From a practical point of view, this all seems very well… if you are in a position to enjoy your work and lead a balanced enough life which allows for regular periods of rest and relaxation. However, for many of us, this is far from the reality. We have responsibilities, quite probably financial worries, and not uncommonly, feelings of overwhelm and exhaustion. Anger simmers somewhere inside, which we often struggle to suppress, rather than allowing ourselves to safely feel it, and try to understand what it is telling us.
Case study – Melanie (all ‘characters’ and case studies are invented)
Working mother, Melanie, feels burdened by her busy life. Melanie is multi-tasking and feeling stuck with all of the things she is obligated to do. An existential therapist could engage in twofold work with her: on one hand, her experience of the necessary could be explored.
Let’s use the example of teaching her child to do the washing up. Melanie approaches this task with resentment, as yet another job she wearily has to do. With a simple change of one word, got to get (“I’ve got to teach my child to do the washing up” becomes “I get to teach my child…”), her outlook towards the necessary changes, and she may engage with what she previously saw as duties, in a more joyful manner. (This tip, of course, is not specifically annotated in the works of our 19th century philosopher, but rather, inspired by his ideas.) Could this interaction become a fun activity rather than a chore? This is clearly simplistic, but being open to changing our mindsets can have surprising, and often powerful, results.
Living according to our values

On the other hand, and alongside reframing the necessary, a therapist could encourage Melanie to open up to the possible through exploring her interests, and giving them more room in her life.
However, if it becomes clear that she is working to full capacity, with no reprieve in her life of the necessary, to allow in the possible, deeper work could include assessing Melanie’s values to see whether she is living according to these. Values are things that matter to us. Often our feelings of resentment, anger, or depression, are important messages telling us our values are not being respected or are under threat. This is fundamental work because if Melanie understands the message her anger is telling her about her values being violated, she can then act upon it to change her life.
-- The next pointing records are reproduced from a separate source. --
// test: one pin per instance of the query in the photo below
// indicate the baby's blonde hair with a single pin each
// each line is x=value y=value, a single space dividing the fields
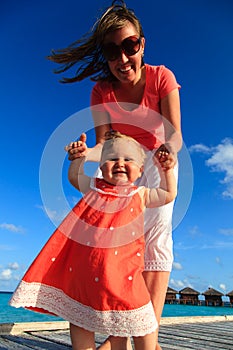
x=112 y=136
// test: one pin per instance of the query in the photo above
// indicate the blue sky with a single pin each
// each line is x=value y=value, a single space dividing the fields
x=39 y=115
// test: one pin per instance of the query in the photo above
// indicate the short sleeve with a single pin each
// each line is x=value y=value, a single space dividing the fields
x=166 y=81
x=96 y=95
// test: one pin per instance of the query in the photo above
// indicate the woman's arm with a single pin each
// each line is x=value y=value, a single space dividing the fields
x=165 y=193
x=170 y=110
x=77 y=176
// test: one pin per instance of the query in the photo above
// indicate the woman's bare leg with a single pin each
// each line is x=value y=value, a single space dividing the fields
x=148 y=342
x=157 y=283
x=116 y=343
x=82 y=339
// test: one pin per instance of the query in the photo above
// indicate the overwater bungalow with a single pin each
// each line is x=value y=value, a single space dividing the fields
x=171 y=296
x=230 y=295
x=213 y=297
x=189 y=296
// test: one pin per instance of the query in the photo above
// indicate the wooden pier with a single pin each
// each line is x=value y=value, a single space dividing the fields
x=176 y=333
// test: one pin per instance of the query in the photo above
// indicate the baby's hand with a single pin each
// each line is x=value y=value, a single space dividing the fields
x=166 y=159
x=77 y=149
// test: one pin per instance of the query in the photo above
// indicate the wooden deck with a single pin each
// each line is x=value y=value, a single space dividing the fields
x=176 y=333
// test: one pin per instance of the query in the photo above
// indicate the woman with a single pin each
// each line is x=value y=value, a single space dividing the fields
x=130 y=96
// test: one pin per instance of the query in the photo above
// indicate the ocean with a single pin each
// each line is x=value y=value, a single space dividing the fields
x=9 y=314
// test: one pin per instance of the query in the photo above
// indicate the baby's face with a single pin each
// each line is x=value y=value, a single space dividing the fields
x=121 y=162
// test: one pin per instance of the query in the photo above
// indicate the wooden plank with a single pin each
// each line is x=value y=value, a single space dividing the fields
x=33 y=342
x=201 y=335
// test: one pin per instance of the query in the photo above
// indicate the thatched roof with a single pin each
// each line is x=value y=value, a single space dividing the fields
x=188 y=291
x=171 y=290
x=230 y=294
x=212 y=291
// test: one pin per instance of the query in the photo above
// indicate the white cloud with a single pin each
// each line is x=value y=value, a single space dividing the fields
x=218 y=260
x=177 y=266
x=6 y=275
x=226 y=232
x=53 y=214
x=11 y=227
x=221 y=161
x=177 y=284
x=200 y=148
x=223 y=287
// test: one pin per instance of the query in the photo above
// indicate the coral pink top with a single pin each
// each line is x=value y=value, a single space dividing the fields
x=143 y=122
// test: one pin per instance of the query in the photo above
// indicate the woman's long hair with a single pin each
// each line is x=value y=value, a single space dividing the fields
x=86 y=53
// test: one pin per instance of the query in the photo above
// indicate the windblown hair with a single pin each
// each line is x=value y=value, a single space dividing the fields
x=86 y=52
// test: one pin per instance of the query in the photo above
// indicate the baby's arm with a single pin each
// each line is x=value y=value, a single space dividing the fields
x=165 y=193
x=77 y=176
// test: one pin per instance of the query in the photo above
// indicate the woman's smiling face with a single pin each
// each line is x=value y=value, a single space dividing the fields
x=126 y=68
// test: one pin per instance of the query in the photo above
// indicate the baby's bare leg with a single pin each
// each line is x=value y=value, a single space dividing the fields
x=82 y=339
x=148 y=342
x=116 y=343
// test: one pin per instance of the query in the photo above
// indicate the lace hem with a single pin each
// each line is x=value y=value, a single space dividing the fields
x=158 y=266
x=42 y=298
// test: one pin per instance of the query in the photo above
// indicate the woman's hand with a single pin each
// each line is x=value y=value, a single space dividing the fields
x=77 y=149
x=166 y=157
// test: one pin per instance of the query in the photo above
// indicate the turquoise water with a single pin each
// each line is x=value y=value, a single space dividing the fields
x=10 y=314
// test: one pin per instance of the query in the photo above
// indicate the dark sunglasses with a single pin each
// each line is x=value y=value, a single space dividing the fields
x=130 y=46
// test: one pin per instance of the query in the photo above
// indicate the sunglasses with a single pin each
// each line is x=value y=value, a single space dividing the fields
x=130 y=46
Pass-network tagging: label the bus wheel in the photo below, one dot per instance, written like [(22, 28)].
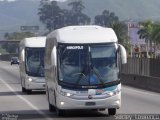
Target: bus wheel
[(51, 108), (28, 92), (60, 112), (23, 89), (112, 111)]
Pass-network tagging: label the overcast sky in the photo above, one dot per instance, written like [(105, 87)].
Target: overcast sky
[(33, 0)]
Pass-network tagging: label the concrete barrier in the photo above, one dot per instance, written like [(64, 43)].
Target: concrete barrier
[(7, 57), (143, 82)]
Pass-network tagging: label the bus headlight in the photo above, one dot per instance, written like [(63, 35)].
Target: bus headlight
[(115, 92), (30, 79), (66, 94)]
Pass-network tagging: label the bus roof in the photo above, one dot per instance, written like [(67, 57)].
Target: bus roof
[(84, 34), (33, 42)]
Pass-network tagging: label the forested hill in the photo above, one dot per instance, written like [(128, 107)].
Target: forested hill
[(24, 12), (124, 9)]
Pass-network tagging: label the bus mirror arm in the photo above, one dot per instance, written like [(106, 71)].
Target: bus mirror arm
[(123, 54)]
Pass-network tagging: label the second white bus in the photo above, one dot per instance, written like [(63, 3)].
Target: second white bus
[(31, 64)]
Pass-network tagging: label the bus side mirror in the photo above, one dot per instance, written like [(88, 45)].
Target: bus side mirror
[(123, 54), (53, 56), (22, 55)]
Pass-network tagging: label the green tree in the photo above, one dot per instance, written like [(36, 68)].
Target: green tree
[(12, 47), (121, 32), (106, 18), (49, 14), (146, 32), (76, 16)]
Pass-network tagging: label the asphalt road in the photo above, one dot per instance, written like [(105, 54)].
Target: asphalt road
[(136, 103)]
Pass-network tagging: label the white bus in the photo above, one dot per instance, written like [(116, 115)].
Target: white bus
[(31, 64), (82, 67)]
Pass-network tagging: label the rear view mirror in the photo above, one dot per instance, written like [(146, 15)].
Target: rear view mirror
[(22, 55), (123, 54)]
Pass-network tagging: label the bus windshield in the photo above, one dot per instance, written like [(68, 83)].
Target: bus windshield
[(35, 62), (87, 65)]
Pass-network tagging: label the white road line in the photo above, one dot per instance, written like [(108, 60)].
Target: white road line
[(25, 100), (140, 91)]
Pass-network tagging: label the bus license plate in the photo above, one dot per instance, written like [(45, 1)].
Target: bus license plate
[(90, 103)]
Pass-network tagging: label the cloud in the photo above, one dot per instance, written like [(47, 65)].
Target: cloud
[(7, 0)]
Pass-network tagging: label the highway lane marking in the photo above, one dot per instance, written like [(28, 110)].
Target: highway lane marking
[(25, 100), (140, 91)]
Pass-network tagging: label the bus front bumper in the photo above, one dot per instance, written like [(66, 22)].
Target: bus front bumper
[(35, 86), (64, 102)]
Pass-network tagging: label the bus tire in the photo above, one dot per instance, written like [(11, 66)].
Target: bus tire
[(28, 91), (111, 111), (51, 108), (23, 90), (60, 112)]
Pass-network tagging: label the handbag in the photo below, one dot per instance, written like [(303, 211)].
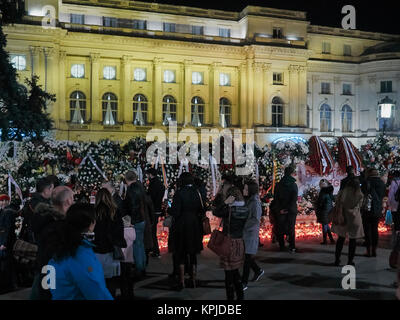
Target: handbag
[(220, 243), (24, 252), (206, 220), (118, 254)]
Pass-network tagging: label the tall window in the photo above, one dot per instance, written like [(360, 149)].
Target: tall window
[(325, 118), (347, 115), (277, 112), (77, 107), (110, 107), (325, 88), (169, 109), (386, 86), (77, 18), (346, 89), (326, 47), (169, 27), (277, 33), (225, 112), (139, 110), (347, 50), (197, 30), (278, 78), (197, 111), (223, 32)]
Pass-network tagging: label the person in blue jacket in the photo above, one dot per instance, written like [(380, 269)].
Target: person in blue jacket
[(78, 273)]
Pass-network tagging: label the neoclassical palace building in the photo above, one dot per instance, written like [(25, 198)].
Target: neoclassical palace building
[(120, 68)]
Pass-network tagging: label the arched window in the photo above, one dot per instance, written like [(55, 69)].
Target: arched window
[(77, 106), (110, 108), (325, 118), (197, 111), (277, 112), (169, 109), (347, 116), (225, 112), (139, 110)]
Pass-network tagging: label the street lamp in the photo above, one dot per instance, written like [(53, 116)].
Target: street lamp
[(386, 106)]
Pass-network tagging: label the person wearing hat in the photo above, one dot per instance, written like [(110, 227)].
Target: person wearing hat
[(323, 207), (374, 190)]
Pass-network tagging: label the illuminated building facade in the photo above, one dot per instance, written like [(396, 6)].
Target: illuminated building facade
[(120, 68)]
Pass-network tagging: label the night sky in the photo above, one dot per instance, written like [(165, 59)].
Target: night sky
[(376, 16)]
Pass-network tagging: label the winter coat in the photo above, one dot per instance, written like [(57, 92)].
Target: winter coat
[(252, 226), (132, 203), (393, 204), (239, 213), (156, 192), (324, 204), (44, 223), (108, 233), (351, 203), (187, 213), (80, 277), (377, 189), (285, 195)]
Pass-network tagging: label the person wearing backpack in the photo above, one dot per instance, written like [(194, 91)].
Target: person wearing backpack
[(394, 199), (374, 191)]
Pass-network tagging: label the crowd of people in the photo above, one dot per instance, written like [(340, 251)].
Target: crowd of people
[(97, 248)]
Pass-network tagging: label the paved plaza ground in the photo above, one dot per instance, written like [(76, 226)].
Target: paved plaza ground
[(307, 275)]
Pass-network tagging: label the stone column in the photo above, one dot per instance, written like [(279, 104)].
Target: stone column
[(96, 111), (243, 95), (292, 114), (63, 113), (126, 108), (258, 97), (157, 92), (266, 109), (302, 96), (250, 90), (187, 96)]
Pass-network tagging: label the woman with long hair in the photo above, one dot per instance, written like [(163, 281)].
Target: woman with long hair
[(109, 233), (349, 200), (78, 273), (234, 213)]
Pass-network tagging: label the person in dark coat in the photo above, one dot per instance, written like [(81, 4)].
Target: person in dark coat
[(134, 206), (285, 196), (156, 191), (44, 189), (8, 214), (109, 233), (188, 213), (234, 214), (350, 176), (374, 190), (44, 222), (323, 207)]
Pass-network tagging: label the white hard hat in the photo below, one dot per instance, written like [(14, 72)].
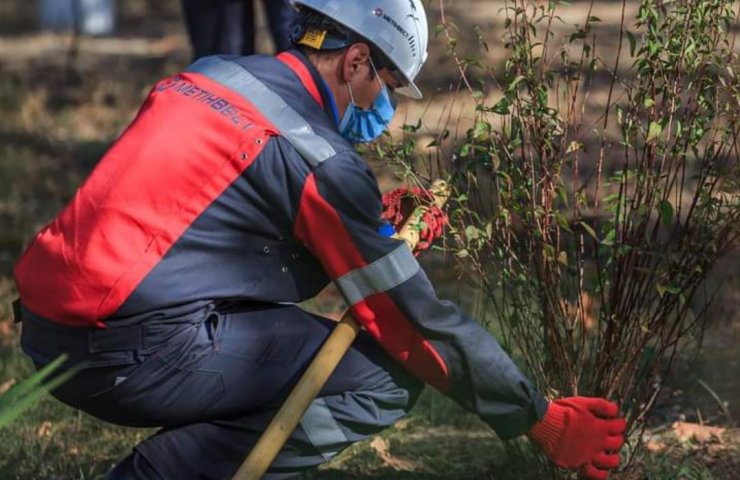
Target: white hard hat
[(398, 28)]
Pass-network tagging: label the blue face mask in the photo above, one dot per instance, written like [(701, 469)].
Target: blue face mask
[(362, 126)]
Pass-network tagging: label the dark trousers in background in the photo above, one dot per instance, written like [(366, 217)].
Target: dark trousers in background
[(228, 26), (214, 379)]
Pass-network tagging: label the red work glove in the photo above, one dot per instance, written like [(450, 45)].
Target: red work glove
[(401, 202), (582, 433)]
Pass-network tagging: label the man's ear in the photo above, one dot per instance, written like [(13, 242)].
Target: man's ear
[(357, 57)]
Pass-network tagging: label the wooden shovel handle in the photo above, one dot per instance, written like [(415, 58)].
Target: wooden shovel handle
[(322, 366)]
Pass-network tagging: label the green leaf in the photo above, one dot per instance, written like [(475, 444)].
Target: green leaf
[(563, 258), (654, 131), (502, 106)]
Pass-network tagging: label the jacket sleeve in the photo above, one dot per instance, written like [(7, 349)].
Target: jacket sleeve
[(339, 222)]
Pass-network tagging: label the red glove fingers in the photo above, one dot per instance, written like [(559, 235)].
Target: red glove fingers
[(583, 433), (593, 473)]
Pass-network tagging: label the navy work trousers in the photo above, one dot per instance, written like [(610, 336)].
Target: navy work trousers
[(228, 26), (214, 379)]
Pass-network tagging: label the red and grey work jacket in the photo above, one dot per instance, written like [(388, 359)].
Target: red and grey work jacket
[(233, 183)]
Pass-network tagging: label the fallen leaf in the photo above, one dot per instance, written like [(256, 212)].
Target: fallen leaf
[(685, 431), (44, 430), (382, 448), (7, 385)]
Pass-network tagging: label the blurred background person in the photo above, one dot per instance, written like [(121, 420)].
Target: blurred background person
[(228, 26)]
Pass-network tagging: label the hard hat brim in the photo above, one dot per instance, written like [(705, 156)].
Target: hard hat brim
[(410, 90)]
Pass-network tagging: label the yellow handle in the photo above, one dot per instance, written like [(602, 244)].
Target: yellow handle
[(322, 366)]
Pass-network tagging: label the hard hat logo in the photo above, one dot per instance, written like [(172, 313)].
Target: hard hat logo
[(401, 36)]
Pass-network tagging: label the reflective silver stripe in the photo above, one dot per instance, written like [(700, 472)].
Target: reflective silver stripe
[(323, 430), (292, 126), (380, 276)]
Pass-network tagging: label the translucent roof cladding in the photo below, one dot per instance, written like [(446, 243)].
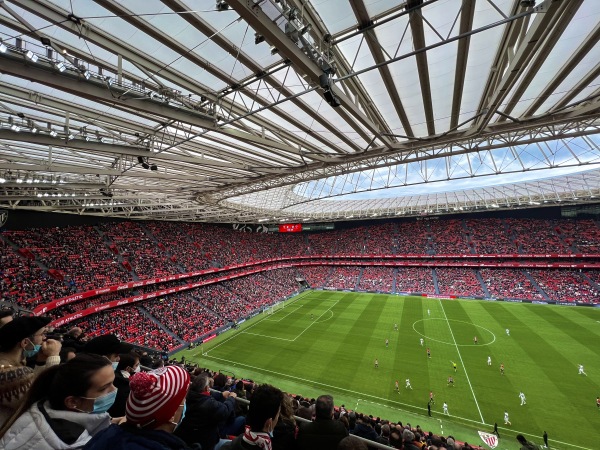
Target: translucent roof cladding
[(482, 49), (573, 37)]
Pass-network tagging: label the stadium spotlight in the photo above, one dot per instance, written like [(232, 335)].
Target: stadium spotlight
[(32, 56), (222, 5)]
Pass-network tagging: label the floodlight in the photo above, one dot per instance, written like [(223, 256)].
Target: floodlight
[(32, 56)]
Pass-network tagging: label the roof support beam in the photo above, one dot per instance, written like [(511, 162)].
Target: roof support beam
[(362, 15), (590, 42), (260, 22), (558, 26), (466, 24), (530, 43), (418, 34)]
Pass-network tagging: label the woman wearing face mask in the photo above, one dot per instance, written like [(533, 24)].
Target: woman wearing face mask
[(155, 408), (23, 338), (64, 408)]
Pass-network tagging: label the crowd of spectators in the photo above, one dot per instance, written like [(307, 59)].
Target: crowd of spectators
[(509, 283), (536, 236), (24, 283), (458, 281), (376, 279), (343, 278), (489, 236), (174, 239), (413, 238), (449, 237), (315, 276), (140, 250), (583, 235), (381, 239), (566, 286), (130, 324), (189, 326), (415, 279)]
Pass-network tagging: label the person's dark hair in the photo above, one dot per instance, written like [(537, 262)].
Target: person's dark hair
[(56, 383), (324, 407), (265, 404), (200, 382), (352, 443), (127, 360)]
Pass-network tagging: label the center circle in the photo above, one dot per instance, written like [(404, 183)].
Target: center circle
[(454, 343)]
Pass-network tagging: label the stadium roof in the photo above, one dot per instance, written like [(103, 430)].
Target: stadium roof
[(287, 110)]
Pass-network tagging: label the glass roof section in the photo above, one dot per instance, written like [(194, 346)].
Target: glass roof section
[(292, 109)]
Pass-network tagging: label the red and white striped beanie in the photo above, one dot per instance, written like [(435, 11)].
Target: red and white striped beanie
[(156, 395)]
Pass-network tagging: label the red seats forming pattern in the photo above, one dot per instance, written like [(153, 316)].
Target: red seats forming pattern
[(449, 237), (315, 276), (565, 285), (415, 279), (489, 236), (459, 281), (376, 279), (343, 278), (81, 255), (130, 324), (509, 283)]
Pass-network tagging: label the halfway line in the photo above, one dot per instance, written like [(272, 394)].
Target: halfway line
[(461, 361)]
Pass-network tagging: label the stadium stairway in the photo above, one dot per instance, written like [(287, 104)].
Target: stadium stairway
[(537, 286), (162, 247), (482, 283), (362, 269), (435, 283), (145, 312), (395, 274), (589, 280)]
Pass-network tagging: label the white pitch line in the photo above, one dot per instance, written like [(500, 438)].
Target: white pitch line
[(311, 324), (461, 362), (270, 337)]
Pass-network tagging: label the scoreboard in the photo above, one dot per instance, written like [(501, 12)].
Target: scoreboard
[(299, 227)]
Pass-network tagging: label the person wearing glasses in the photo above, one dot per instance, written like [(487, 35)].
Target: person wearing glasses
[(21, 339)]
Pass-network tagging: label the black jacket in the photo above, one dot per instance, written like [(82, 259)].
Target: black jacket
[(322, 434), (203, 415)]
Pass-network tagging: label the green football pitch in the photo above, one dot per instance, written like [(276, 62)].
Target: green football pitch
[(325, 342)]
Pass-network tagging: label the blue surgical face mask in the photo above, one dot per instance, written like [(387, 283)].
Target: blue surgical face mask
[(30, 353), (102, 403), (181, 418)]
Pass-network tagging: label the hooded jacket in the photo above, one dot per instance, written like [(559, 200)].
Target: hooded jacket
[(42, 428)]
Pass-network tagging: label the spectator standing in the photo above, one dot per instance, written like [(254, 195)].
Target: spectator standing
[(284, 434), (128, 365), (262, 418), (64, 408), (108, 345), (204, 413), (155, 408), (20, 338), (324, 433), (364, 428)]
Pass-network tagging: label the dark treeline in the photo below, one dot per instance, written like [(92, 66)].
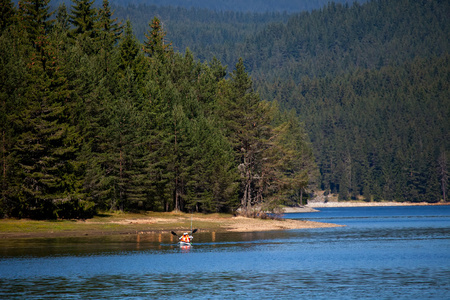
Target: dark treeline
[(260, 6), (92, 119), (336, 66)]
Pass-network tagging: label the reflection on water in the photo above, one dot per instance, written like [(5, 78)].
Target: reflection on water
[(395, 253)]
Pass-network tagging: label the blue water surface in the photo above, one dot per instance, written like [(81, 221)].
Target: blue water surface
[(380, 253)]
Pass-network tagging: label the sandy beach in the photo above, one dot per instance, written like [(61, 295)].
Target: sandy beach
[(148, 223)]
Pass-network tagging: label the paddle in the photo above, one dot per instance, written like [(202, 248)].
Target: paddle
[(194, 231)]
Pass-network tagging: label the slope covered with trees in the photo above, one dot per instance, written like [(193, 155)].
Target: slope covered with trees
[(370, 81), (92, 119)]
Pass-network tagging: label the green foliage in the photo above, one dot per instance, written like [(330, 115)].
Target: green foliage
[(95, 120)]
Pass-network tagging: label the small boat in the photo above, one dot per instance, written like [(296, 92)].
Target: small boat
[(184, 244)]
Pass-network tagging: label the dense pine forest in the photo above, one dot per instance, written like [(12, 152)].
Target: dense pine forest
[(92, 119), (370, 81), (162, 108)]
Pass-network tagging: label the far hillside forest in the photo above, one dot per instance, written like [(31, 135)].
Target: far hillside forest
[(220, 106)]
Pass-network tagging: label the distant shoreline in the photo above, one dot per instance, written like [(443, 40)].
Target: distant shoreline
[(146, 223), (315, 206), (369, 204)]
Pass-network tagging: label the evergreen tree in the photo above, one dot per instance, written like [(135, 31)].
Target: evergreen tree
[(155, 44), (83, 17), (7, 13), (36, 18)]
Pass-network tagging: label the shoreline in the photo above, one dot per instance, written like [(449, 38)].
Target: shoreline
[(370, 204), (148, 223)]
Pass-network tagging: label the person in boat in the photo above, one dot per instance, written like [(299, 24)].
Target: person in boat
[(186, 238)]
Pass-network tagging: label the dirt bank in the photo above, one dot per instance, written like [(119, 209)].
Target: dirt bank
[(368, 204), (147, 223)]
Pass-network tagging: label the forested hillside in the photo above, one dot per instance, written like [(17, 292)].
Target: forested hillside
[(369, 80), (92, 119)]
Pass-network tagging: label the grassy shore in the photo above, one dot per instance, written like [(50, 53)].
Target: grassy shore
[(145, 223)]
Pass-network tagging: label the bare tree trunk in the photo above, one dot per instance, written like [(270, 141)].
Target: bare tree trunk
[(443, 172)]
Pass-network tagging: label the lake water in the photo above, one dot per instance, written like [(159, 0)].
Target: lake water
[(382, 253)]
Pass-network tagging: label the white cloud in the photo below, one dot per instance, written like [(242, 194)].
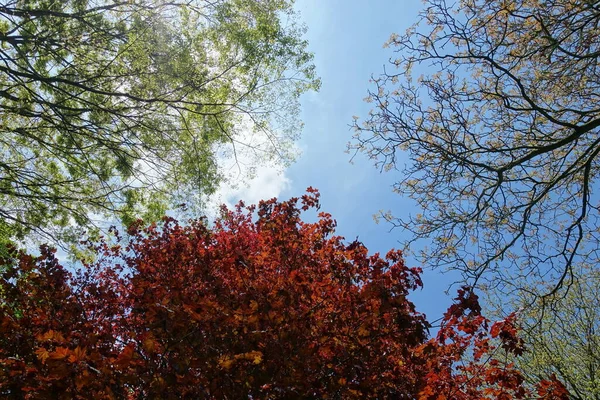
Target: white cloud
[(251, 171), (268, 181)]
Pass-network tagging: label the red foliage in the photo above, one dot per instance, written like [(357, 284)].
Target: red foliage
[(252, 307)]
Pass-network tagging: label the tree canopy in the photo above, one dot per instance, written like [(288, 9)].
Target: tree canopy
[(258, 305), (501, 129), (118, 108), (562, 339)]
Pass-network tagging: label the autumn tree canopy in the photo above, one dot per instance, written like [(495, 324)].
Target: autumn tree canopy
[(501, 128), (118, 108), (257, 305)]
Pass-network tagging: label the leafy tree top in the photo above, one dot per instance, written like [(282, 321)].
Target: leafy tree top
[(119, 108), (256, 306)]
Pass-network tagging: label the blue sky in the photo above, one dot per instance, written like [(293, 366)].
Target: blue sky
[(347, 39)]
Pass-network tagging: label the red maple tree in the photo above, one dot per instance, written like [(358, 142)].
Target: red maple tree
[(258, 305)]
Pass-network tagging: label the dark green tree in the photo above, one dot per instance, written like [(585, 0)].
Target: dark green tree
[(119, 108)]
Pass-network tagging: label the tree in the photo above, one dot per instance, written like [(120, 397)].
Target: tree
[(254, 306), (564, 339), (501, 130), (121, 108)]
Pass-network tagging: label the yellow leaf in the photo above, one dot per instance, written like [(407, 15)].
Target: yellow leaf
[(42, 354)]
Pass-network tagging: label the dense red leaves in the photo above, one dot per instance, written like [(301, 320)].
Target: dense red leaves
[(260, 305)]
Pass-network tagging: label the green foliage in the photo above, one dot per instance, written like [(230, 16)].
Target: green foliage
[(562, 334), (119, 108)]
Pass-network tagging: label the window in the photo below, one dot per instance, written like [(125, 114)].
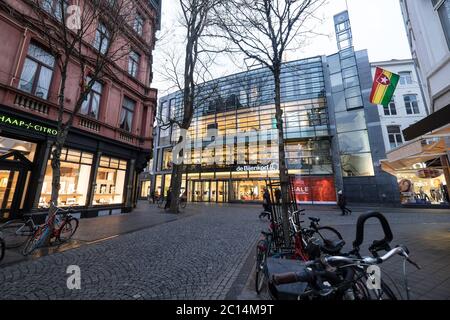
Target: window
[(75, 172), (126, 116), (405, 78), (133, 63), (91, 105), (395, 136), (110, 181), (101, 41), (390, 110), (357, 165), (138, 24), (443, 9), (37, 72), (411, 105), (54, 7)]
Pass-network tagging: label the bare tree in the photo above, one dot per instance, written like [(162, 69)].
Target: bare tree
[(90, 35), (264, 30), (185, 73)]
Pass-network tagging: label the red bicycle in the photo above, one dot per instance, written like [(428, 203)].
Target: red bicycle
[(64, 227)]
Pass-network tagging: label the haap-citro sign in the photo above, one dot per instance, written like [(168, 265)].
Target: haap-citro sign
[(28, 125)]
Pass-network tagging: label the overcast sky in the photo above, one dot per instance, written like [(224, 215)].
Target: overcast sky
[(377, 26)]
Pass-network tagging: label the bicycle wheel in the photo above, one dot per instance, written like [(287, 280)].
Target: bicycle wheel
[(67, 229), (2, 249), (35, 240), (15, 233), (261, 258)]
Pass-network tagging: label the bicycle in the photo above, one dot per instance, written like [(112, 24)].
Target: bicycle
[(269, 245), (63, 229), (345, 277)]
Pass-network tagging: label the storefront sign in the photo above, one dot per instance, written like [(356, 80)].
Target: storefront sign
[(269, 167), (28, 125), (317, 189)]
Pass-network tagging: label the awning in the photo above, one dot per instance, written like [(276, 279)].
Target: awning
[(436, 124), (417, 151)]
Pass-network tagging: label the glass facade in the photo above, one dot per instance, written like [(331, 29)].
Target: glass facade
[(232, 146), (110, 181)]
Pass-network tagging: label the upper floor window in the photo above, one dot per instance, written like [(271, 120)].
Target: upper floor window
[(390, 110), (395, 136), (101, 41), (443, 9), (55, 7), (37, 72), (126, 116), (405, 77), (411, 104), (138, 24), (91, 105), (133, 63)]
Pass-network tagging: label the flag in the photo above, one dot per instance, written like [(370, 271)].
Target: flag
[(384, 85)]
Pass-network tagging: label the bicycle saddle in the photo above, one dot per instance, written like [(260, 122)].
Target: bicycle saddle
[(332, 246)]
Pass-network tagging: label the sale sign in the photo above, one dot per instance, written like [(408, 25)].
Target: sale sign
[(314, 189)]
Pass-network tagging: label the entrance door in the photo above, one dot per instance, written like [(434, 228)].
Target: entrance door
[(14, 175), (206, 191)]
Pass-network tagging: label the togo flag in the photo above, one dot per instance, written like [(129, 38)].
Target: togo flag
[(384, 85)]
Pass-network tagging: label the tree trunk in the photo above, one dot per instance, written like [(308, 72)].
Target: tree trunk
[(285, 199), (175, 183)]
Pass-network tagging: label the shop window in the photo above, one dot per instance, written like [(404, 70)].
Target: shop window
[(7, 145), (91, 105), (390, 110), (357, 165), (110, 181), (411, 104), (395, 136), (145, 189), (75, 172), (167, 159), (126, 116), (37, 72)]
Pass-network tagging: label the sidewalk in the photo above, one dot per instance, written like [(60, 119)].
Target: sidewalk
[(99, 229)]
It might be helpful to ask yourself the following questions. How is your life balance? Are you experiencing both the necessary and the possible? How could you open your life up, a little more, to the possible, and live according to your values?
In the words of Kierkegaard:
The most common form of despair is not being who you are.
Therapy can help you to hear the messages from your feelings, so you can find the path (back) to who you are.